Addressing a medical conference in Taipei, Taiwan, Dr Delon Human, secretary general of the World Medical Association, said that physicians worldwide should always stay on the high road of being the patient's best advocate and partner in health.

He said there were six clear global trends which were now facing individual physicians:

  • The inability of public sector health care systems worldwide to cope with demand for health care services and in response to that, the expansion of the private health care sector
  • A trend of medical practice away from specialization. Cost constraints had caused a decline of hospital care in favour of out-patient or home care, and a much greater emphasis on generalist care
  • A movement towards preventive health, where, because physicians were reluctant to take the lead, nurse practitioners and pharmacists were being offered an opportunity to expand their professions;
  • A definite shift towards measurable quality. Driven by patient-demand for outcomes-measurement, especially in the USA and UK, there had been an increase in sophisticated systems of professional self-regulation. If doctors did not get their own act together, somebody else would;
  • A significant shift from an unmanaged fee-for-service system, where private health care services were provided, to one where costs were managed.
  • The increasing role of technology in medical practice.

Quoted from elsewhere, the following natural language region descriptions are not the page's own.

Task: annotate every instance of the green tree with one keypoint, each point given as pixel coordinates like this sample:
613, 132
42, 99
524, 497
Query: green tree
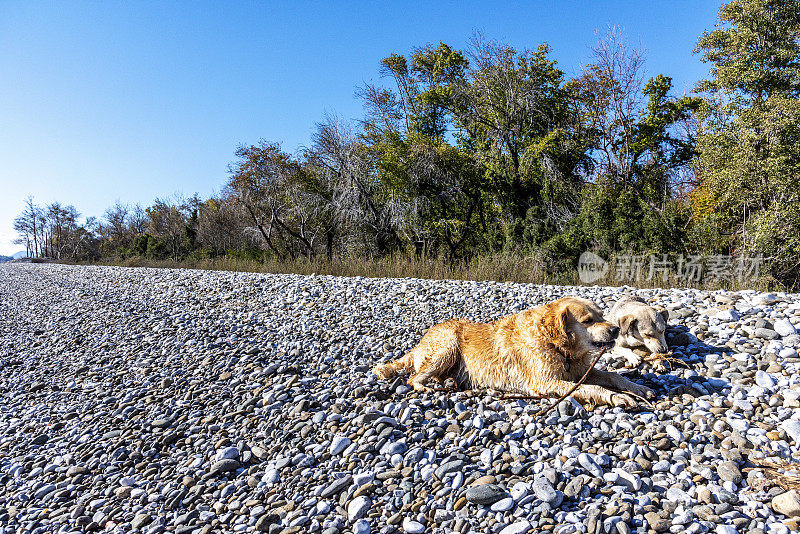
749, 155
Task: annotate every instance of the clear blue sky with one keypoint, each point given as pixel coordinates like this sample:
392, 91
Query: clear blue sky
132, 100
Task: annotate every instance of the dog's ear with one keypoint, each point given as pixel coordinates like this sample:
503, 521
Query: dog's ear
625, 323
554, 325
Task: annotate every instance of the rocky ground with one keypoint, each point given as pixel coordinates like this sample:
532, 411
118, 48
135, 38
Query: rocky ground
140, 400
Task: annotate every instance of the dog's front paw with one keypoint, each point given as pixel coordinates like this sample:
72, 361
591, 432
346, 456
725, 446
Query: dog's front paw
633, 359
623, 400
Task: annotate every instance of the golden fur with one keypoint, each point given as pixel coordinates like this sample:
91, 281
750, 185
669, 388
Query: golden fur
538, 352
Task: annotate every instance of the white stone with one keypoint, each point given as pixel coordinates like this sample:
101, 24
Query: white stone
727, 316
520, 527
361, 527
358, 507
764, 379
413, 527
339, 444
792, 427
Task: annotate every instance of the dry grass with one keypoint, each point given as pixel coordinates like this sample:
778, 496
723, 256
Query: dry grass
500, 268
782, 473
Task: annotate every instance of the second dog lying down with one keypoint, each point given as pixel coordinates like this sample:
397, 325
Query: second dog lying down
538, 352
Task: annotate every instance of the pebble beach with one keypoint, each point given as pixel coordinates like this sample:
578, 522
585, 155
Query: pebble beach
183, 401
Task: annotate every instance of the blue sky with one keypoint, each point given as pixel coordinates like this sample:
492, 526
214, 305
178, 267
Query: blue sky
135, 100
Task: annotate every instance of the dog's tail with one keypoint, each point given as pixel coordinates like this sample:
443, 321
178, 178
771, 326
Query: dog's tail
404, 364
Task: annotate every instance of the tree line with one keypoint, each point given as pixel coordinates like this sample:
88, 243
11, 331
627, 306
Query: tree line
488, 150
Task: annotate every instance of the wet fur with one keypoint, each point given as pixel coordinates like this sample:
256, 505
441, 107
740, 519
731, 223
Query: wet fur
538, 352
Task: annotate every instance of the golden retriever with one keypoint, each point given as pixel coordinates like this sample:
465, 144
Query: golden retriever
538, 352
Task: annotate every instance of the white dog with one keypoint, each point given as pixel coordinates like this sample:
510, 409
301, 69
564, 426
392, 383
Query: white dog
640, 325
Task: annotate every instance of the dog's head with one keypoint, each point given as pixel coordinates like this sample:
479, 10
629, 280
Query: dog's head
576, 326
644, 326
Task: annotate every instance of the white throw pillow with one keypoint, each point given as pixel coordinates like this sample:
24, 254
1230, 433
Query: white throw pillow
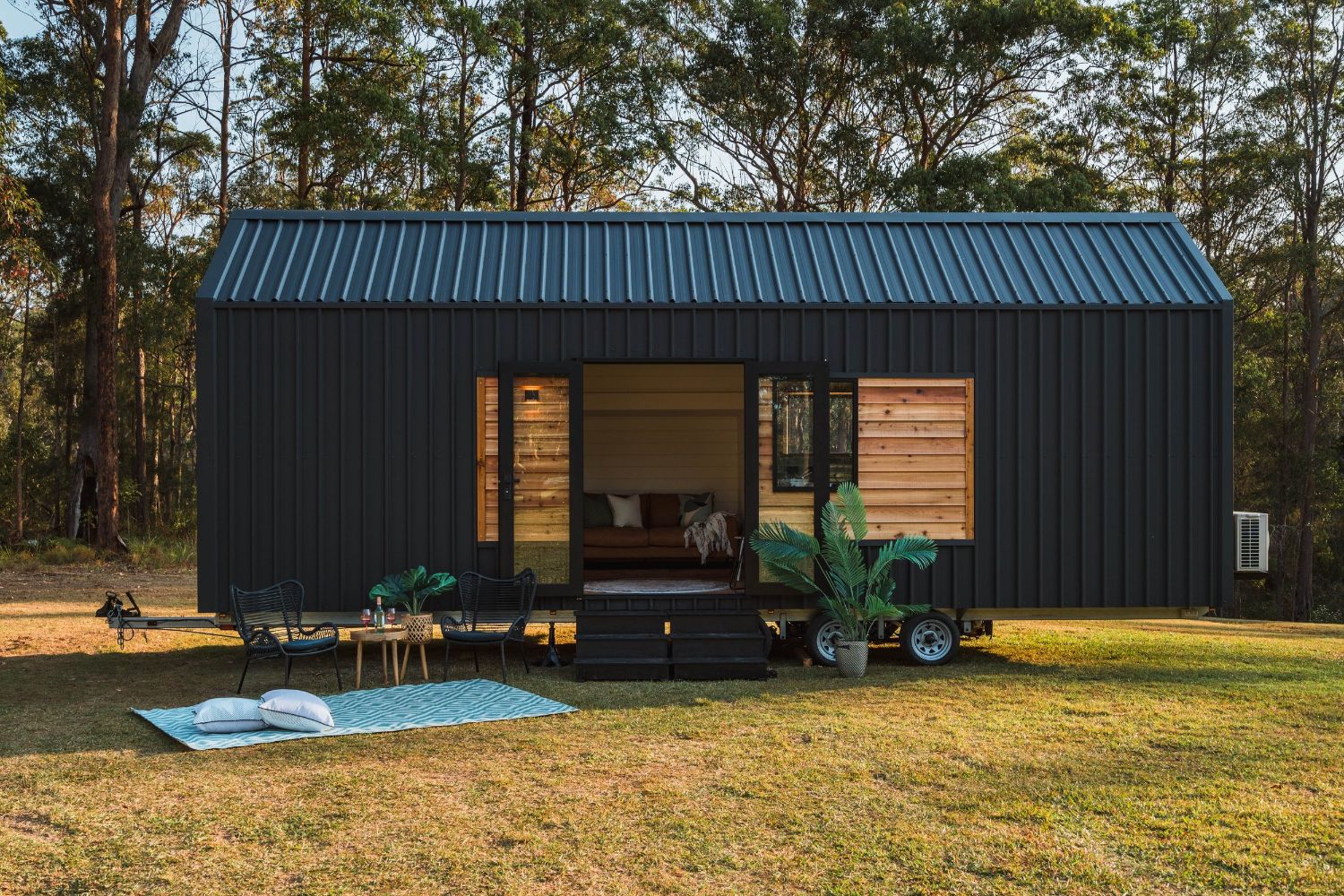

Dr Human said that in response to these trends, physicians had to defend vigorously their fundamental ethical principles:

Physicians should always treat patients as they would like themselves to be treated, and put the patient's interests above their own;

Physicians should maintain a position of technical and moral independence, so that it was never necessary to make decisions against their conscience and not in the best interest of the patient;

The patient should always have the right to choose their own physician or change physicians if necessary;

Medical confidentiality should remain a basic principle of medical ethics;

The physician had a duty to protect the rights and interests of the patient at the level of public health.